The Bombay high court (HC) has issued a notice to the United Kingdom (UK) embassy about the pendency of an appeal against the 2003 acquittal of a former Baroda resident
By KAY Dodhiya
PUBLISHED ON MAR 30, 2021 12:48 AM IST

The Bombay high court (HC) has issued a notice to the United Kingdom (UK) embassy about the pendency of an appeal against the 2003 acquittal of a former Baroda resident. The individual relocated to the UK in 2004 after his acquittal and broke all contact with his advocate.

The court also directed the state to provide a copy of the non-bailable warrant to the UK embassy and directed the Mira-Bhayandar, Vasai and Virar division police commissioner to execute the non-bailable warrant issued against the man in whichever way possible.

A division bench of justice Sadhana Jadhav and justice NR Borkar, while hearing the appeal of the state against the 2003 acquittal of two persons in a case of murder at Kashimira police station, was informed that the when the appeal was filed in 2004, both the respondents had been represented by their lawyers, and hence no action was taken against them under section 390 of the Criminal Procedure Code. However, as the hearing of the appeal was delayed, the first respondent returned to the United States, and thereafter was not in touch with his lawyer.

The court was further informed that the second respondent, who was a resident of Baroda when the appeal was filed, had blocked all the contact with his lawyer, and hence it was not possible to get his presence for the hearing of the appeal. Advocate Nitin Sejpal informed that though his letters to the respondent had been received at the given address, there was no response from the second respondent.

On March 9, the second respondent’s step-sister, who had received the letters of the advocate at the Baroda address, approached the court and informed that she was not aware of his UK address, only a mobile number was available.

After hearing the submissions the bench observed, “In view of this fact, we are constrained to issue non-bailable warrant against respondent no 2.”

The court further directed a lookout notice to be issued against the respondent, which will be circulated at all airports too. The court then directed the state to send a copy of the warrant to the UK embassy, and submit a report to that effect within two weeks, and directed the registry to issue a notice to the Embassy about pendency of the appeal against acquittal.

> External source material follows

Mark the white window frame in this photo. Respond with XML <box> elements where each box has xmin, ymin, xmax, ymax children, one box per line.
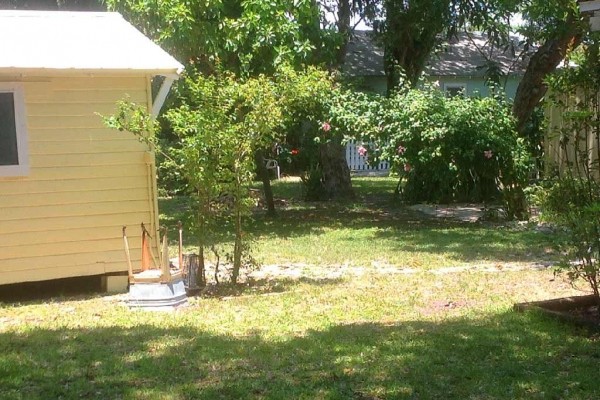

In an earlier hearing, the court had issued a similar notice to the US embassy regarding a non-bailable warrant issued against the first respondent in the appeal, who had shifted to the US after his acquittal. However, after the US Consulate informed the court that the Ministry of External Affairs needed to serve a letter rogatory (request to foreign court) through the Indian Embassy in Washington, DC to get the non-bailable warrant executed, the court changed its order and directed the police commissioner to issue letter rogatory to the MEA authorities concerned.